The other day a friend linked this twitter thread: https://twitter.com/RustedMoss/status/1678809365975793664
I thought it was fairly neat that just starting with one system, (hair physics), by throwing it into a bunch of proof-of-concept demos it started to become clear what it was actually useful for (grappling hook mechanic). It kind of reminded me of another short talk I had seen some time ago where a developer over 20 minutes ran through about a dozen different scrapped projects. They were all platformers and it was pretty clear by the end they were basically all stemming from a single “base project”.
In theory putting together a base for a platformer is pretty straightforward if you make some assumptions about the types of things all of the theoretical platformers you’d ever like to make need. For instance:
- Movement + Collision system
- Player controller (ideally pre-tweaked for good gamefeel)
- Animation state machine
- Loading/Moving between maps or levels
With some other optional nice-to-haves
- Health, game over screen
- A basic “enemy” entity (kills/damages you on contact)
- Combat system (hitboxes, animation frametimes, “hitstun”/gamefeel)
- Depending on the engine, you may need some integration with third-party tools like level editors and such too.
Obviously all of these things are pretty well documented and solved features for most game engines. That being said, implementing them in a way that your future self could reuse and iterate on is not always that well explained. I don’t think what I’m saying here is that revolutionary or anything, but I don’t think I’ve ever put something together that really functions well as a “base” like this. I think there are some architectural concerns that you have to work around that you wouldn’t necessarily think about if you had a singular vision for a game and tried to just quickly make THAT idea specifically. You might want to engineer as much as you can as “modules” - things you can plug in and out depending on what you actually need. No need for a combat system if your game is just insta-kill spikes you have to jump over, for example.
I’m sure a lot of devs already work in a way like this, but it’s totally a skill in it of itself to write code that is easy to recycle throughout the future. Part of why I think I have avoided this kind of development is that I do tend to stress on implementing things super “broadly” and delve into just refactoring every couple months, when the truth is you just aren’t able to write code that adapts to every single situation or requirement you might have.
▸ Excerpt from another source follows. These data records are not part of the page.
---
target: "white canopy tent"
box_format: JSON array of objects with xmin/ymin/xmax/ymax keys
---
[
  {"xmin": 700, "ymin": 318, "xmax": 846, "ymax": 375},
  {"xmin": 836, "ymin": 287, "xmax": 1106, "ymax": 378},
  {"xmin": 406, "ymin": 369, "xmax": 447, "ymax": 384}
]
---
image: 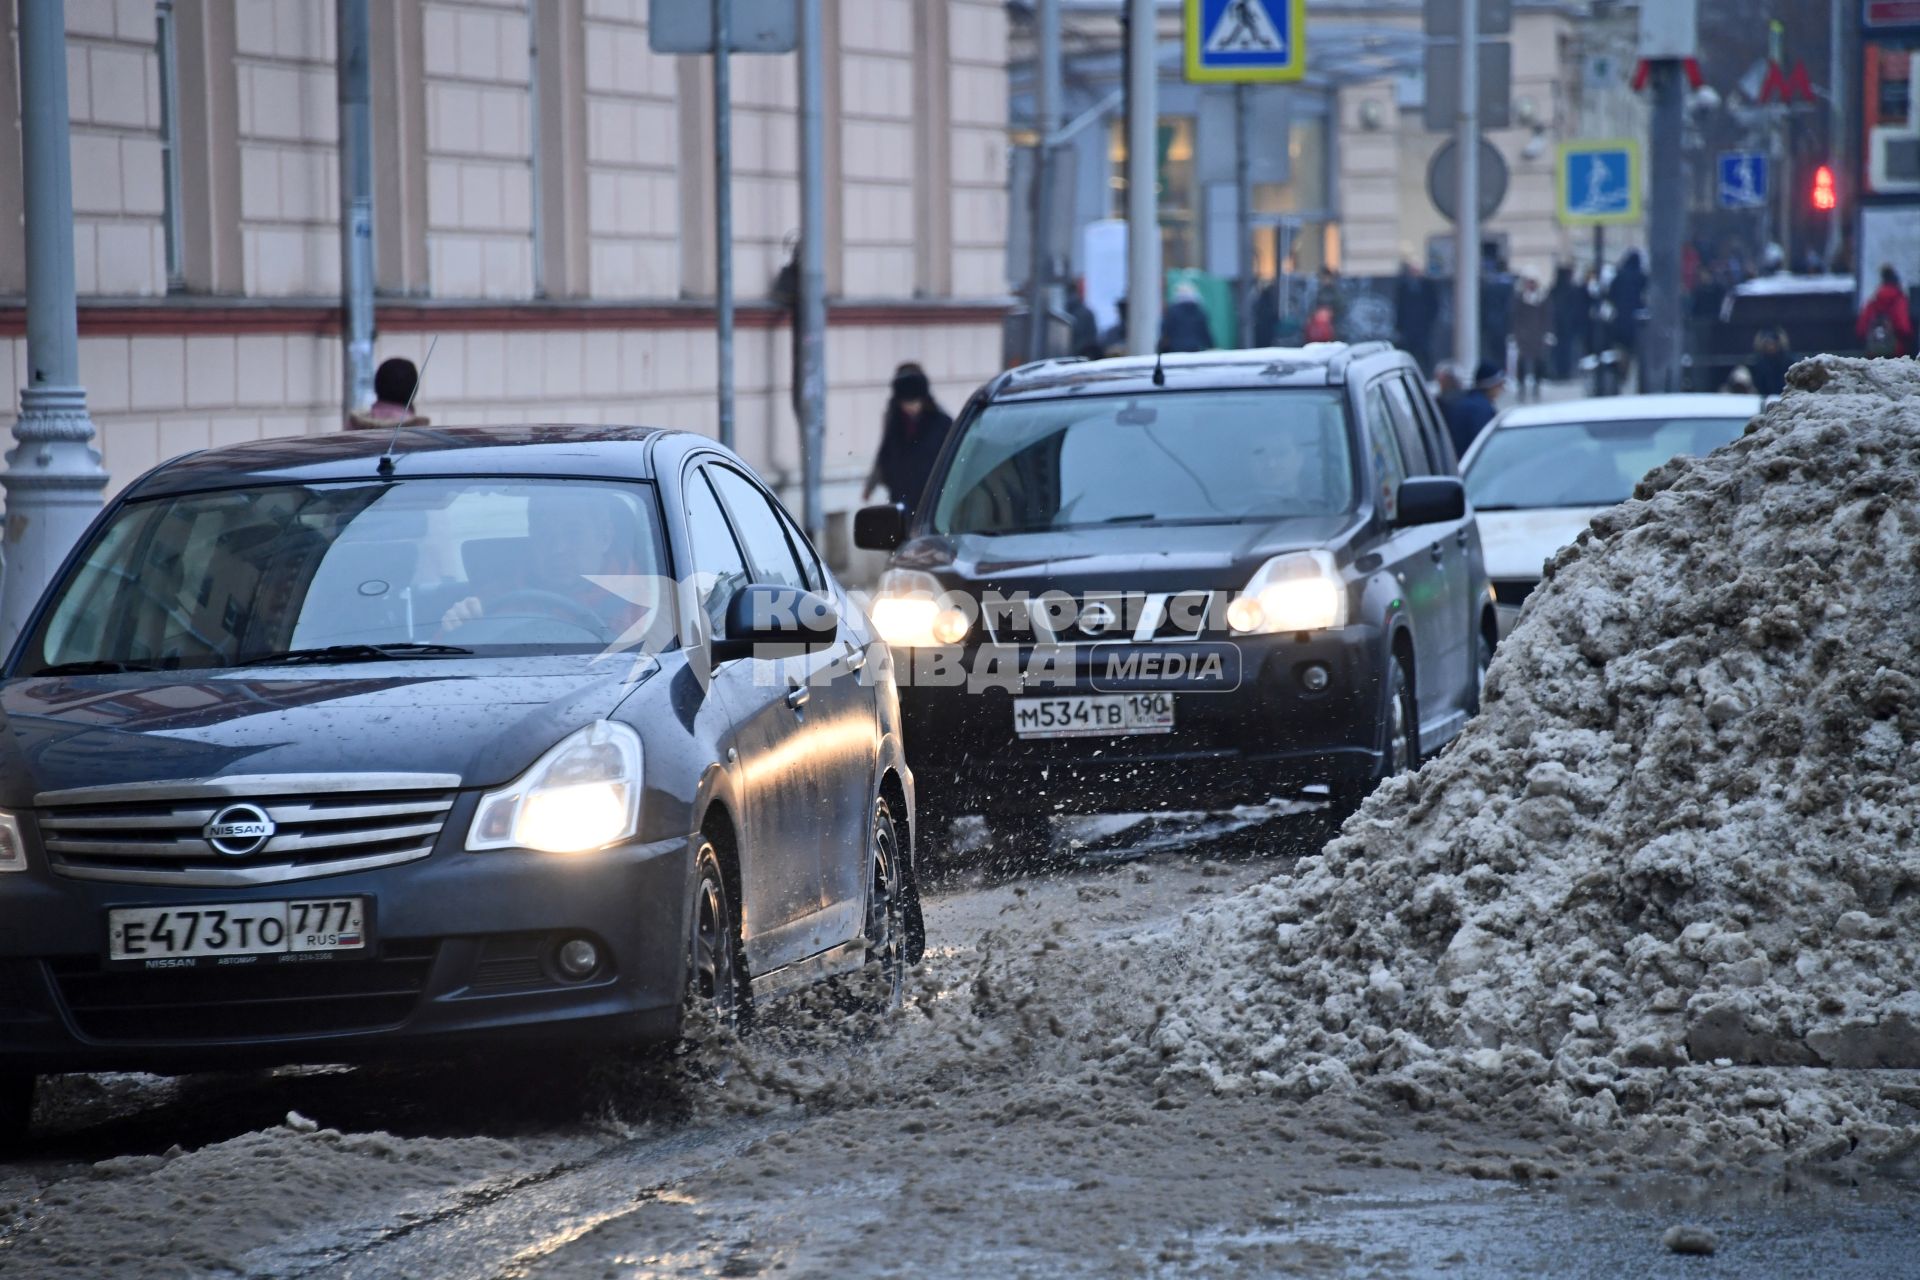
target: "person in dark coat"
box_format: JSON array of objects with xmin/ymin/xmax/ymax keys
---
[
  {"xmin": 1512, "ymin": 273, "xmax": 1552, "ymax": 402},
  {"xmin": 1748, "ymin": 327, "xmax": 1793, "ymax": 396},
  {"xmin": 1608, "ymin": 249, "xmax": 1648, "ymax": 380},
  {"xmin": 1066, "ymin": 283, "xmax": 1102, "ymax": 359},
  {"xmin": 1547, "ymin": 263, "xmax": 1584, "ymax": 380},
  {"xmin": 862, "ymin": 364, "xmax": 953, "ymax": 519},
  {"xmin": 1159, "ymin": 283, "xmax": 1216, "ymax": 353},
  {"xmin": 1447, "ymin": 361, "xmax": 1504, "ymax": 459},
  {"xmin": 1393, "ymin": 261, "xmax": 1439, "ymax": 374},
  {"xmin": 1478, "ymin": 258, "xmax": 1514, "ymax": 377}
]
It does sound really useful to have something like this where if I do get some spark for a game concept, I could spend a week just playing around making the singular feature I have an idea for, and trust the rest of the boilerplate mechanics already work to my liking. You could start up and completely scrap something new every week until you find something that feels cool enough to turn into a larger project. And as you build and release smaller games, your “base project” over time gets more and more refined with features, and players can track over time the way your concepts improve.
Platformers are pretty straightforward but I’d be pretty interested to see what an architecture like this looks like across other genres, too, like RPGs, zeldalikes, and such. It could also be neat to build out some sort of “general use” base for people, and do a kind of challenge where different groups try to expand on it in different directions, gamejam-style. I’d be interested to hear if you know any devs who have work well in this way, or if you have any thoughts on how you approach this kind of modularity?